第6回ドリーム小説大賞
選考概要
編集部内で大賞候補作としたのは、「モザイクの月」「真鶴さんには関係ない」「暗闘・凛王戦 ~ヤミ将棋棋戦の行方~」「トッケイくんが、笑う」の4作品。
選考の結果、いずれもそのまま出版化するのは難しいと考え、編集部内で支持の高かった「真鶴さんには関係ない」「トッケイくんが、笑う」の2作を特別賞に選出することとした。
「真鶴さんには関係ない」は、小さな設備会社の看板猫「真鶴さん」の周囲を取り巻く人々のドタバタを温かく切り取った作品。どことなくふてぶてしい真鶴さんが実は皆の心の拠り所として存在している様子が巧みに描かれており、そのほのぼのとした雰囲気に好感が持てると評価が高かった。
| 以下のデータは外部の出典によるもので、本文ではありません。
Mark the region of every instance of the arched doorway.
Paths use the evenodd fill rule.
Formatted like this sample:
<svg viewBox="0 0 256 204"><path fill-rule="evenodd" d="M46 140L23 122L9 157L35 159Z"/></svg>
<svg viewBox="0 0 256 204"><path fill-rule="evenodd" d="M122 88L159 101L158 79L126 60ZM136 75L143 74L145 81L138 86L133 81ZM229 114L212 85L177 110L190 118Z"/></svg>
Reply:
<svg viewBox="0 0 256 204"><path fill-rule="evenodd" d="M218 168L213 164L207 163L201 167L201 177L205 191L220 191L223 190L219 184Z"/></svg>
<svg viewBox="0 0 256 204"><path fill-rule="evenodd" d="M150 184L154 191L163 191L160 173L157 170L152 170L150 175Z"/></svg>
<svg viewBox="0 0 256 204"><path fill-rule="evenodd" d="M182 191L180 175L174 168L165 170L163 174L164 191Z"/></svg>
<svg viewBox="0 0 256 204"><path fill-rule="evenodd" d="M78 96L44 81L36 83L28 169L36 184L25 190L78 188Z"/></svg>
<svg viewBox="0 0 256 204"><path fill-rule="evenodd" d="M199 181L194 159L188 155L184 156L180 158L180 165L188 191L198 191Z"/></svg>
「トッケイくんが、笑う」は、日常と非日常の狭間を淡々とした文体で描いた良作。主人公の女性の部屋に棲みついた家守(ヤモリ)という少し不思議なモチーフを効果的に登場させることで、作品全体にやわらかな緊張感を与え、読者を最後まで飽きさせない独特な世界観を創り上げている点が良かった。
なし
領主を継いだので好き勝手やってみた
真鶴さんには関係ない
飼い猫「真鶴さん」の周囲の人々の関係性が温かみのある筆致で、丁寧に描かれている点が魅力的でした。また構成も巧みで、ほんわかした雰囲気を壊すことなく、物語がテンポ良く展開されていると思います。老若男女問わず、幅広い層が楽しむことができる作品だと感じました。
トッケイくんが、笑う
家守(ヤモリ)を重要キャラクターとして据える着眼点が独特で、壁を這い回るもの言わぬヤモリが実は家人を見守っていたということが、何ともいえない味わいを読み手に与えてくれたと思います。また、兄の正体をめぐっての二重三重の仕掛けなど、ストーリーを組み立てる巧みさが光っておりました。
※受賞作については大賞ランキングの最終順位を追記しております。
ポイント最上位作品として、“読者賞”に決定いたしました。領主を引き継ぎ、「好き勝手やる」と言うものの、領民思いの行動ばかり取ってしまう偽悪的な主人公に魅力を感じます。また、家来や側近との掛け合いも軽快で読者を引き込む力のある作品だと思いました。